(Adds trader’s comment in fifth paragraph)
June 1 (Bloomberg) -- The Philippines plans to issue new local-currency bonds maturing in 10 and 20 years and exchange them for existing shorter-dated notes, Deputy Treasurer Eduardo Mendiola said in an interview.
“We will try to pursue an exchange this month,” Mendiola said by phone today from Manila. State-owned lenders Development Bank of the Philippines and Land Bank of the Philippines have been hired to arrange the swap, he said.
The government will probably offer 60 billion pesos ($1.4 billion) each of the 10- and 20-year notes, the deputy treasurer said. The Philippines completed in December its largest bond exchange program when it issued 185 billion pesos of 10- and 25- year bonds in a swap and sold 15 billion pesos of debt due 2035 to new investors.
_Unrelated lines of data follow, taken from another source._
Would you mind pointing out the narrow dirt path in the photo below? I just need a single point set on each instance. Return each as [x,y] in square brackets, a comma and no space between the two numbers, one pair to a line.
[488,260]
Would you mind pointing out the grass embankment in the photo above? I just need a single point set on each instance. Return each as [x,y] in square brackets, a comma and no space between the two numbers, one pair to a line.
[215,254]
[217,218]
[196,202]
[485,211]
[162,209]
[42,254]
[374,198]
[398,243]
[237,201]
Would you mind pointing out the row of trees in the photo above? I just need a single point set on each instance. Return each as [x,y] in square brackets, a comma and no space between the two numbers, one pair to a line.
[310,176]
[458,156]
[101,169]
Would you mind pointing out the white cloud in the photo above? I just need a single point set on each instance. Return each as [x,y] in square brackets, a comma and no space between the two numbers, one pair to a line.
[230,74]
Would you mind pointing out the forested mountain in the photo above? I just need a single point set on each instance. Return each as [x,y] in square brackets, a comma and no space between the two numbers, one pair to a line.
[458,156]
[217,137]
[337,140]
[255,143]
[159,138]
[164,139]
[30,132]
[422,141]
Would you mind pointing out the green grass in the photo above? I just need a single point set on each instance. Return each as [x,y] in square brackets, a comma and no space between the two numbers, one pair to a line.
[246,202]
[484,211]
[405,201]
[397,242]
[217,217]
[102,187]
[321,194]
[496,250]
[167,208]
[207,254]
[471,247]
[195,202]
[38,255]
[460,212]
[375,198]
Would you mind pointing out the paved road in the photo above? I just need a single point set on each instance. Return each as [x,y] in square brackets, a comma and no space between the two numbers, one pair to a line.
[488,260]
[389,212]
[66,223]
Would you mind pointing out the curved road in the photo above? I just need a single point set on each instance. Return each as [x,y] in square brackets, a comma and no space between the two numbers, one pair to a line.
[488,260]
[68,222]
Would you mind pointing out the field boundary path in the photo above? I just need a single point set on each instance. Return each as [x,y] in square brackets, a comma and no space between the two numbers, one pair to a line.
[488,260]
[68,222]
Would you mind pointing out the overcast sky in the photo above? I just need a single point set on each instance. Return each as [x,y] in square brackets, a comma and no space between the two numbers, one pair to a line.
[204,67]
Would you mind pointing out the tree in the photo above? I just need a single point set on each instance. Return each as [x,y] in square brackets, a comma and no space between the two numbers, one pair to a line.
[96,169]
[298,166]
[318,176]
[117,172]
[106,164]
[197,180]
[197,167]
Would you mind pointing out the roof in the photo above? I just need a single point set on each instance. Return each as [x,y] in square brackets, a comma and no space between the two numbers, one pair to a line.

President Benigno Aquino, who took office in June 2010, is seeking to stretch bond maturities and cut debt-servicing costs in a nation that has had a budget deficit for 22 of the last 26 years. The government also wants to deepen the market for long- term funding needed to build roads, ports and railways.
“The market will always welcome a chance to hold more liquid bonds,” said Lito Mercado, head of trading at Rizal Commercial Banking Corp. in Manila. “Now is a good time because inflation concern has eased and liquidity remains ample.”
The yield on the 7.375 percent debt due March 2021 rose five basis points, or 0.05 percentage point, to 6.35 percent as of 12:11 p.m. in Manila, according to Tradition Financial Services. It peaked at 7.50 percent when the security began trading on March 2.
“This time, the plan is for a plain vanilla swap,” Mendiola said, adding they probably won’t be raising new funds unlike in December. The government had a budget surplus of 61 million pesos in the first four months of this year, compared with a 131.80 billion peso deficit in the same period of 2010.
The Philippines, which has held debt swaps for both local currency and dollar-denominated notes, is exploring the possibility of offering peso-denominated global bonds in exchange for dollar notes, Treasurer Roberto Tan said in January.